Fifty years after In Cold Blood, we remain obsessed by true crime. Think Netflix's Making a Murderer or This American Life's Serial. Thebes Land takes aim at the form and shows - bit by bit, drip drip drip - how art gets in the way of the truth. It corrodes and mutates reality. It manipulates and corrupts.
T is a theatremaker; a playwright and actor. He had planned, he tells us, to put a patricide onstage at the Arcola; to bring a real-life killer face-to-face with an audience. It was all arranged with the Department of Justice and, in a metal cage, three metres high, in his grey prison tracksuit, sits Martin - a young man who killed his father with a fork.
Or does he? Sergio Blanco's play turns somersaults with the truth. It follows T's process – his meetings with Martin on the prison basketball court, his rehearsals with Freddie (Alex Austin), the actor now playing him – and charts the distortions that creep in en route. His notes on meetings are incomplete, and he smoothes Martin's words for flow, picks up on patterns and finds artistic allusions – to Oedipus, to The Brothers Karamazov, to Mozart and religious art.
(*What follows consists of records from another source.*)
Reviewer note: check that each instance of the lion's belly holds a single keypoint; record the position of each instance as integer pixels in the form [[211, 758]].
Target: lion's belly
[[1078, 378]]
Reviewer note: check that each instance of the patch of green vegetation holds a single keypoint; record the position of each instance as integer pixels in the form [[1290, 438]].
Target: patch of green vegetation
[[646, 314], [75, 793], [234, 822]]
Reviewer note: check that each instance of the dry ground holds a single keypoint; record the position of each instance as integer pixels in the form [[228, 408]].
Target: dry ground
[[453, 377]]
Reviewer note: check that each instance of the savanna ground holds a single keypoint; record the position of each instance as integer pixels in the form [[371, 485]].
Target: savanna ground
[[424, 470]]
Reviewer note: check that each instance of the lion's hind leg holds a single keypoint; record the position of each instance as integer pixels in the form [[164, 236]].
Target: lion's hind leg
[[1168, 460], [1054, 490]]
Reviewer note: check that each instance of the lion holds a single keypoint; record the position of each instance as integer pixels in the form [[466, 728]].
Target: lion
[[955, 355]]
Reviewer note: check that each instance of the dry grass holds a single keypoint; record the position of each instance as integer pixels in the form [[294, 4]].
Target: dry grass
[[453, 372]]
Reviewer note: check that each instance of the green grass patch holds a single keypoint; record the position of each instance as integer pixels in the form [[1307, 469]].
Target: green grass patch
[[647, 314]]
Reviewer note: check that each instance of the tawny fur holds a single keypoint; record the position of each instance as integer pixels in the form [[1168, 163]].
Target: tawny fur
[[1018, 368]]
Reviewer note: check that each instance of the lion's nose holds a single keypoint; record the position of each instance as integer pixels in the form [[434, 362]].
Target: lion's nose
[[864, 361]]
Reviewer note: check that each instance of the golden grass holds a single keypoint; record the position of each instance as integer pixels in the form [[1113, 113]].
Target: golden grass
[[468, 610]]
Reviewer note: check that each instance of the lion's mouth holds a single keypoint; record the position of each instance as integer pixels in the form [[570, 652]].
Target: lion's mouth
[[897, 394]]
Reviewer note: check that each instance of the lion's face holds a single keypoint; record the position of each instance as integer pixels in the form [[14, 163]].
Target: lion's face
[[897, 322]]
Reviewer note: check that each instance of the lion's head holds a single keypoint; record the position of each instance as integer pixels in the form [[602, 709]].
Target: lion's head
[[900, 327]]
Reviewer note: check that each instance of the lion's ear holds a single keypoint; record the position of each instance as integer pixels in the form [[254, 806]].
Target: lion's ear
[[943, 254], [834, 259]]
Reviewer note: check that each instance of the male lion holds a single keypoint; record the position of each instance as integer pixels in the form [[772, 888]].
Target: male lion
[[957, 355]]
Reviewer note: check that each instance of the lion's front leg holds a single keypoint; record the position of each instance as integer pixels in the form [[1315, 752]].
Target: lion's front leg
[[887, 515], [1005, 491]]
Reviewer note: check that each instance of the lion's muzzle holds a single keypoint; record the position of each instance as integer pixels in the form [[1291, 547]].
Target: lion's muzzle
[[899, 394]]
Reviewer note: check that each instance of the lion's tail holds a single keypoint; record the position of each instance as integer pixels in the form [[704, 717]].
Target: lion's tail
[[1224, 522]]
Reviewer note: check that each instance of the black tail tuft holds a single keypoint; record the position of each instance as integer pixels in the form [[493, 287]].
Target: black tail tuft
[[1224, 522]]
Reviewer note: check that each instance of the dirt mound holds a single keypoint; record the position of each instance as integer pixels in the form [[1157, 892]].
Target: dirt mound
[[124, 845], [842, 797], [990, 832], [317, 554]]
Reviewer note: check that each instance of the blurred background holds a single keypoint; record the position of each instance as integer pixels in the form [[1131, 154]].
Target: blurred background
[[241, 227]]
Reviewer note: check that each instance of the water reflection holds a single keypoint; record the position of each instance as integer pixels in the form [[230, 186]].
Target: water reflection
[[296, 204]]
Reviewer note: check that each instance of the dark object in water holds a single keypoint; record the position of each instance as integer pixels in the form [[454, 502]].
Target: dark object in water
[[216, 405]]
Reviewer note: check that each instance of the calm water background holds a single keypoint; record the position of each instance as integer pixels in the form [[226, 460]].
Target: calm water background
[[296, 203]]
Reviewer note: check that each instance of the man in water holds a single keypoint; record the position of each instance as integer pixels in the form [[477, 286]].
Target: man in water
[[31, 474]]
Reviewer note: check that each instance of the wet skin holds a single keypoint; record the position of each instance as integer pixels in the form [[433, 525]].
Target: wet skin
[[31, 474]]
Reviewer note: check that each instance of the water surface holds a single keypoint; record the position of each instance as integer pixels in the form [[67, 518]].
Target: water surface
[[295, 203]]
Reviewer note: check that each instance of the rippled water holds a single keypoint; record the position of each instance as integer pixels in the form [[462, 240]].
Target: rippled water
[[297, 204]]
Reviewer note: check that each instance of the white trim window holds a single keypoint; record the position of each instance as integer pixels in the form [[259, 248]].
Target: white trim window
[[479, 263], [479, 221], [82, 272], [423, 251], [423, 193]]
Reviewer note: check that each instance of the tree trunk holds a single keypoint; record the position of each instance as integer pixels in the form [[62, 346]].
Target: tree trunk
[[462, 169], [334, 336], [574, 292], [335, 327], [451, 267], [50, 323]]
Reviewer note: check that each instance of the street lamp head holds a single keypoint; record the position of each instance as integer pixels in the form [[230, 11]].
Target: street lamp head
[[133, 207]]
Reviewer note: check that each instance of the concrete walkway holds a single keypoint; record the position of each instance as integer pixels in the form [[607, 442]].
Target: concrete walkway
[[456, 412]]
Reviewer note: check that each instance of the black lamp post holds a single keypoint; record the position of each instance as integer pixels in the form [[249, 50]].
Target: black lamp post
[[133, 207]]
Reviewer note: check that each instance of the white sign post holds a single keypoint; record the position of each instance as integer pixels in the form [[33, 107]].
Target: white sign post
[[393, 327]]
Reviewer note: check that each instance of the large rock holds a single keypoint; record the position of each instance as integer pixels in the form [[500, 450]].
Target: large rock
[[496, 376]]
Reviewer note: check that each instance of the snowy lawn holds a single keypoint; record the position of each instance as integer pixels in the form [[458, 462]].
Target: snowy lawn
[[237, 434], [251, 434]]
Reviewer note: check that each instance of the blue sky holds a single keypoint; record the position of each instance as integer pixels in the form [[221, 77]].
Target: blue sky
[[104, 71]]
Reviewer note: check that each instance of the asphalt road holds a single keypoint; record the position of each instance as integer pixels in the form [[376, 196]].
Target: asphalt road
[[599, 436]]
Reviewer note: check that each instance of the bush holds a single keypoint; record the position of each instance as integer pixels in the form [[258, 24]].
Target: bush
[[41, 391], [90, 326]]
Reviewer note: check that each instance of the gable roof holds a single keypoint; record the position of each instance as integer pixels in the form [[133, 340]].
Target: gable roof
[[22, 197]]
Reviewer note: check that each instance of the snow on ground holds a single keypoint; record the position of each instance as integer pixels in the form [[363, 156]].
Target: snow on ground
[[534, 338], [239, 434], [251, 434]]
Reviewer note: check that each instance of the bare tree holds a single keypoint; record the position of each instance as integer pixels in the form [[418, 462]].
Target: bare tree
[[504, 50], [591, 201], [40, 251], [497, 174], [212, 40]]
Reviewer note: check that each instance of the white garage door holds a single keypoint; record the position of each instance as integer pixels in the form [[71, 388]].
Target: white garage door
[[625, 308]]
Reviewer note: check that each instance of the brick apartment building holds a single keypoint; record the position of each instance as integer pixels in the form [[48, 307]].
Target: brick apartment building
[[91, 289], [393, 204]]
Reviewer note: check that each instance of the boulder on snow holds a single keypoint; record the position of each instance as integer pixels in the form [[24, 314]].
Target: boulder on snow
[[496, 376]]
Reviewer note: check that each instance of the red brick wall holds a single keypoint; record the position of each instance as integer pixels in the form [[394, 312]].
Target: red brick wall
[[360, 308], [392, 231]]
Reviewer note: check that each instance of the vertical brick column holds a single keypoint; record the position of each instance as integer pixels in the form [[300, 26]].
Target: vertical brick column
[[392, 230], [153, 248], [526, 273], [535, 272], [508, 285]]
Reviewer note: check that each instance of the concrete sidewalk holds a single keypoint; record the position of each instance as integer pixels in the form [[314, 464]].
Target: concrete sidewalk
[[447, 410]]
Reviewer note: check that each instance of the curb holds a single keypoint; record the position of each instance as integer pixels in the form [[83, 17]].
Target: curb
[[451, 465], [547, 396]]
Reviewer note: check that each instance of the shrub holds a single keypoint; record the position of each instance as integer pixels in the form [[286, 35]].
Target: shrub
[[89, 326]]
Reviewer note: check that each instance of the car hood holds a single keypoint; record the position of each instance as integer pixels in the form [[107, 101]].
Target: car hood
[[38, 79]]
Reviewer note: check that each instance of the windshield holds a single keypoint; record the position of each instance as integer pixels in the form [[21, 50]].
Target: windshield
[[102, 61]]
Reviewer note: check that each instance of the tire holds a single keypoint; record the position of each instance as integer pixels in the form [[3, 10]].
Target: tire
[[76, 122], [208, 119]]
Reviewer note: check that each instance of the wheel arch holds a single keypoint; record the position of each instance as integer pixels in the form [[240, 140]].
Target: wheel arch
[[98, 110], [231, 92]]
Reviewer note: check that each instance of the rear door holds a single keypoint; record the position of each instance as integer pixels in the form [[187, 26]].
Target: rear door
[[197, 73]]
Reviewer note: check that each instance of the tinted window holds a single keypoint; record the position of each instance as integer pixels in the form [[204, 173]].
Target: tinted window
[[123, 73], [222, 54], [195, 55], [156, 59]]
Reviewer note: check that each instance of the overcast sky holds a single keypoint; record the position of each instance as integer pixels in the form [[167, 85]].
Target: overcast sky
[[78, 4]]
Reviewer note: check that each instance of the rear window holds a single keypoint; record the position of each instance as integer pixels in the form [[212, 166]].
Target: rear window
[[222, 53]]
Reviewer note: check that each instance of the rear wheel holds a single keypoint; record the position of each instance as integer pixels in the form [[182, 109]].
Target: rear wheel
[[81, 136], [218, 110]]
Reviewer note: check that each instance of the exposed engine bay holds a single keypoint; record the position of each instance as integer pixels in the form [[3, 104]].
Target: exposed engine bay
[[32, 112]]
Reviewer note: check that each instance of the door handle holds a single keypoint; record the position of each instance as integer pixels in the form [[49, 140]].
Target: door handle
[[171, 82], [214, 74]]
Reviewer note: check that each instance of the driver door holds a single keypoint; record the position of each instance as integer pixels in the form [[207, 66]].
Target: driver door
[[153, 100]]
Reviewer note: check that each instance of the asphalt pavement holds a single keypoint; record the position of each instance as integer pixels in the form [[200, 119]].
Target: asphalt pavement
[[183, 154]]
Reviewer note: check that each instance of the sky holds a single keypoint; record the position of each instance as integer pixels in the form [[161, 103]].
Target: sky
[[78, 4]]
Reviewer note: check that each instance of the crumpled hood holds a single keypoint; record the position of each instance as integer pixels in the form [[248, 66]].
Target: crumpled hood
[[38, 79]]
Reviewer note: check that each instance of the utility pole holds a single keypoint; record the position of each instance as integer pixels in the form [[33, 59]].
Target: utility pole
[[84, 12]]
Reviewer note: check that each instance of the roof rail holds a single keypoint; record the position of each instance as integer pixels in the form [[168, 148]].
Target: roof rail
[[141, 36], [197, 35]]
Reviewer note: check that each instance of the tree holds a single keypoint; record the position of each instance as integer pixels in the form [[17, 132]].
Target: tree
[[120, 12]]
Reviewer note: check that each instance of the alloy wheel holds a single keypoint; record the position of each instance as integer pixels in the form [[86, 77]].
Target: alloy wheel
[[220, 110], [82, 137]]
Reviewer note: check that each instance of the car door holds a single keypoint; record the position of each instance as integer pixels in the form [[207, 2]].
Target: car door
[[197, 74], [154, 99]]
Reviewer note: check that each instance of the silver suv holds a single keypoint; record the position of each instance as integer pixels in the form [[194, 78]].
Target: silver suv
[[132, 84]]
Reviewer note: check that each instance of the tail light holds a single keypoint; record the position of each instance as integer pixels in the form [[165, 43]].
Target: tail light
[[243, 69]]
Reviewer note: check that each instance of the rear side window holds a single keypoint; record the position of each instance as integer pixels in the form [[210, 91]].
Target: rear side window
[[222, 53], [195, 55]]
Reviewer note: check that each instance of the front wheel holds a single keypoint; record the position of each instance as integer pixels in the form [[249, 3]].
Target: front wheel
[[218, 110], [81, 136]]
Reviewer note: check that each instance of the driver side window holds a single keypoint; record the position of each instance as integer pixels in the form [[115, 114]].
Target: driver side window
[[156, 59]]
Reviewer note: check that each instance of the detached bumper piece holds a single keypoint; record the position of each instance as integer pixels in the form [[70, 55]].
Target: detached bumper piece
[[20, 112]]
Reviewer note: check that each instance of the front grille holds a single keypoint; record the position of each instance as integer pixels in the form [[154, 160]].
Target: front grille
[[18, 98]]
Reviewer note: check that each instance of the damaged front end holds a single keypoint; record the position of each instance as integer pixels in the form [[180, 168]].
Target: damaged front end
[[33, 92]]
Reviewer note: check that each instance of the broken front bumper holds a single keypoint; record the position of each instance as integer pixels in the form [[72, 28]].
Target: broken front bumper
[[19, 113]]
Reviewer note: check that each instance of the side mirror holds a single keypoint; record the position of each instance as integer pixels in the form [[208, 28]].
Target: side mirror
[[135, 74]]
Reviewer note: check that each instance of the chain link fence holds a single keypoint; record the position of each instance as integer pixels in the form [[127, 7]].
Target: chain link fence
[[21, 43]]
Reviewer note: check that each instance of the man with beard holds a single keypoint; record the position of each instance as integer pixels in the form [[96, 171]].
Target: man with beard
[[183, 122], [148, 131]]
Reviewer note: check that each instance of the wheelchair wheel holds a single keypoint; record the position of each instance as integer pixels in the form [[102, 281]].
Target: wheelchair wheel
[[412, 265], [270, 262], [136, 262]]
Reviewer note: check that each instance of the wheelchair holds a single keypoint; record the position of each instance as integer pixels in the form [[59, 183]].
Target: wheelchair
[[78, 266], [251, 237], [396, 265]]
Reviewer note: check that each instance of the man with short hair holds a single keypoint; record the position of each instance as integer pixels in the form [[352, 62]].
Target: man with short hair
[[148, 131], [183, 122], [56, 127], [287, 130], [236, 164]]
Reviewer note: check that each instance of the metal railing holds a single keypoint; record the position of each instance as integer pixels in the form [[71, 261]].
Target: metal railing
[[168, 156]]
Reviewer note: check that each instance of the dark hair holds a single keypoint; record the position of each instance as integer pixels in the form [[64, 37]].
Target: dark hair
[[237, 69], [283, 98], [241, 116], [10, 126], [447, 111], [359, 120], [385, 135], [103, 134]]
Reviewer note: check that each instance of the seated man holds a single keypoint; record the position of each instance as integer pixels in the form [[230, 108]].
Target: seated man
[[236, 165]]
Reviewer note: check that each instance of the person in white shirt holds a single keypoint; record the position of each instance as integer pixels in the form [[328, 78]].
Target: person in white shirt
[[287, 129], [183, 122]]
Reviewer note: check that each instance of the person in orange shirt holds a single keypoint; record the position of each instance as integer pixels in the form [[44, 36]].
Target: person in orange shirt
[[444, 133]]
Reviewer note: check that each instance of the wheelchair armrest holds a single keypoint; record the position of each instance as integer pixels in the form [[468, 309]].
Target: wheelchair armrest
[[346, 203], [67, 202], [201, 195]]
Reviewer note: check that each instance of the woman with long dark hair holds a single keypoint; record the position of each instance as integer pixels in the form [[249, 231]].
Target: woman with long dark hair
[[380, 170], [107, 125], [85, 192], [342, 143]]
At some point it gives way - is art leading or is truth? Martin's rosary changes from jasmine to rose and back, to suit T's purposes, but was there even a rosary before the write turned up? Was there a basketball court, or is that a reflection of T's own sporting father? Was there a Martin? Even his name is symbolic: of Mars, god of war. Freddie derives from peace. In time, nothing stands up.
Blanco's play is, in turn, translated and further twisted by director Daniel Goldman, who sews in local colour and culture. The only thing the playwright insists on, we're told, is one prayer (in French) and one piece of music. "The rest they can change." Can we even know Blanco's play – let alone ‘Martin's' ‘crime'?
What a sharp, satisfying watch this is – a play that runs rings around its audience; riddles us like the Sphinx did Oedipus. Scene by scene, it slips out of reach. Fiction slides into fiction, rehearsals corkscrew into ‘reality,' and come the end, nothing's solid. Blanco does for documentary art what Dennis Kelly's Taking Care of Baby did for verbatim work. It holes it below the waterline.
The cage, then, is clever. It boxes something up, pins it in place and, at the same time, disrupts our perspective on it. T doesn't just neatly package his subject, he both defines and exploits it and displays it at a distance. Blanco shows how art spins back on itself and shapes our view of reality. In doing so, far from being progressive, it simplifies the world and so maintains the status quo. T could help his subject, could educate or comfort him; instead, he appropriates his story for personal gain and self-expression. In our post-fact world, of liberal elites and press pens, Thebes Land is all the more chilling.
True, Blanco labours his point and risks overindulging it, especially since he has his postmodern cake and eats it, serving up the same salacious tittle-tattle he warns us off. For a play that points out the problems of art at length, and even suggests an alternative - art as education - but Thebes Land actively refuses to practice its own preaching.
Indulgence hardly impedes enjoyment, though, and Goldman's production is engrossing and slippery. It owes a lot to its actors: Trevor White, beautifully low-key as the flawed author, and Alex Austin, who carefully confuses actor and captive – one light, one dark, but both complex. True crime always is.